Polyborosilazane‐Derived High Temperature Resistant SiBCNO

One of the main features of SiBCN‐based ceramics is their high temperature stability with respect to crystallization and decomposition in protective atmospheres. High temperature studies of a polyborosilazane in air up to 1500 °C show that the formation of coexisting nano‐quartz and amorphous B 2 O 3 is suitable for the application as adhesive for bonding advanced ceramics. Spectroscopic and X‐ray studies combined with thermal analysis clearly demonstrate the strong influence of the presence of air on the cross‐linking and pyrolysis behavior and, thus, finally on the ceramization process of the applied SiBCN preceramic polymer.
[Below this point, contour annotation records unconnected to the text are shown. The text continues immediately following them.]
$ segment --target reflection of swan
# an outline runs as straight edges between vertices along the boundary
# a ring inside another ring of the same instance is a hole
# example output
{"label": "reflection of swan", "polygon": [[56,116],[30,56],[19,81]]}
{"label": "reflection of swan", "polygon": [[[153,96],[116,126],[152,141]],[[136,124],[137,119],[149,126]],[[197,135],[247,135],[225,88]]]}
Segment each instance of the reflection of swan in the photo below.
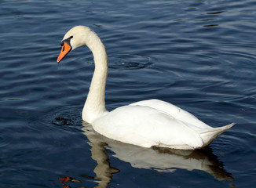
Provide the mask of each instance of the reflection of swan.
{"label": "reflection of swan", "polygon": [[211,128],[191,114],[170,103],[144,100],[108,112],[104,92],[108,75],[108,56],[98,36],[89,27],[71,29],[61,42],[60,62],[71,50],[86,45],[94,56],[95,70],[82,119],[108,138],[144,147],[157,146],[191,150],[208,146],[233,124]]}
{"label": "reflection of swan", "polygon": [[[97,161],[94,172],[99,179],[104,180],[107,185],[112,175],[117,170],[110,167],[105,154],[106,146],[115,153],[114,157],[130,163],[134,168],[154,169],[163,172],[174,172],[176,168],[204,171],[218,180],[232,180],[231,174],[226,172],[223,164],[212,153],[210,148],[203,150],[180,150],[172,149],[141,148],[131,144],[109,139],[95,132],[92,126],[82,122],[85,135],[92,146],[92,158]],[[106,144],[107,143],[107,144]],[[100,183],[100,182],[99,182]]]}

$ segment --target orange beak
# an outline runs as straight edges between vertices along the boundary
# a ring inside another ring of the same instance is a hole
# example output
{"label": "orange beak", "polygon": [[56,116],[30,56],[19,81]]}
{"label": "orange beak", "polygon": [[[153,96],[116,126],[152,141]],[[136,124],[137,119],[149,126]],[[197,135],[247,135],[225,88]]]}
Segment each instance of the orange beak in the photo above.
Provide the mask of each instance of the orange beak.
{"label": "orange beak", "polygon": [[64,56],[66,56],[67,54],[71,50],[71,46],[68,45],[66,42],[64,42],[58,59],[57,59],[57,62],[59,63],[62,59],[64,58]]}

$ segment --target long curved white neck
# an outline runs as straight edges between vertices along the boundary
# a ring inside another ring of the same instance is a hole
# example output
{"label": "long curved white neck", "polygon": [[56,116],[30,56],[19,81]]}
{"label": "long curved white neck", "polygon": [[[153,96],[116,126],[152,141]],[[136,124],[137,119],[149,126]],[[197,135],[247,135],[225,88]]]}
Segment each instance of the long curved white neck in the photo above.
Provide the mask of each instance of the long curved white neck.
{"label": "long curved white neck", "polygon": [[93,54],[95,70],[82,117],[84,121],[91,124],[107,112],[105,87],[108,76],[108,56],[103,43],[94,32],[90,33],[85,44]]}

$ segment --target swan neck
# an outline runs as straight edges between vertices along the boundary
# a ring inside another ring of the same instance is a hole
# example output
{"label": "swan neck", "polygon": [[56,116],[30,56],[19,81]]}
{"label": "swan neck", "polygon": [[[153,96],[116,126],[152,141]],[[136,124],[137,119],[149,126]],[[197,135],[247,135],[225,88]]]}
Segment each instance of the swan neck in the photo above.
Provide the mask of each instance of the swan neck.
{"label": "swan neck", "polygon": [[86,45],[92,51],[95,69],[89,93],[82,110],[82,119],[88,123],[102,116],[105,109],[105,87],[108,77],[108,56],[97,35],[93,32]]}

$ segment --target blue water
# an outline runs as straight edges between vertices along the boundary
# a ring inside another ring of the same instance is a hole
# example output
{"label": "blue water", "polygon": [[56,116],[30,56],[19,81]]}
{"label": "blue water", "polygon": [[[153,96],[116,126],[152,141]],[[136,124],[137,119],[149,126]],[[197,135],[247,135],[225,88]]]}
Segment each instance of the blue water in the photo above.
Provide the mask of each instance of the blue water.
{"label": "blue water", "polygon": [[[0,187],[254,187],[255,20],[253,0],[0,1]],[[91,52],[56,63],[75,25],[106,46],[108,110],[155,98],[236,126],[194,152],[99,136]]]}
Accordingly, cross‐linking and subsequent pyrolysis of the SiBCN‐precursor up to 1600 °C in air result in the formation of a network structure comprised of SiO 2 and B 2 O 3 with minor amounts of residual amorphous SiBCN. In contrast to the polymer‐to‐ceramic transformation of the used polyborosilazane in protective atmospheres like Ar or N 2 , the ceramic yield at 1400 °C is high and amounts 85.6 wt%. Furthermore, the elemental composition of the resulting SiBCNO does not change significantly at T  > 1200 °C even after heat‐treatment at 1600 °C indicating the high temperature stability of the resulting SiBCNO material.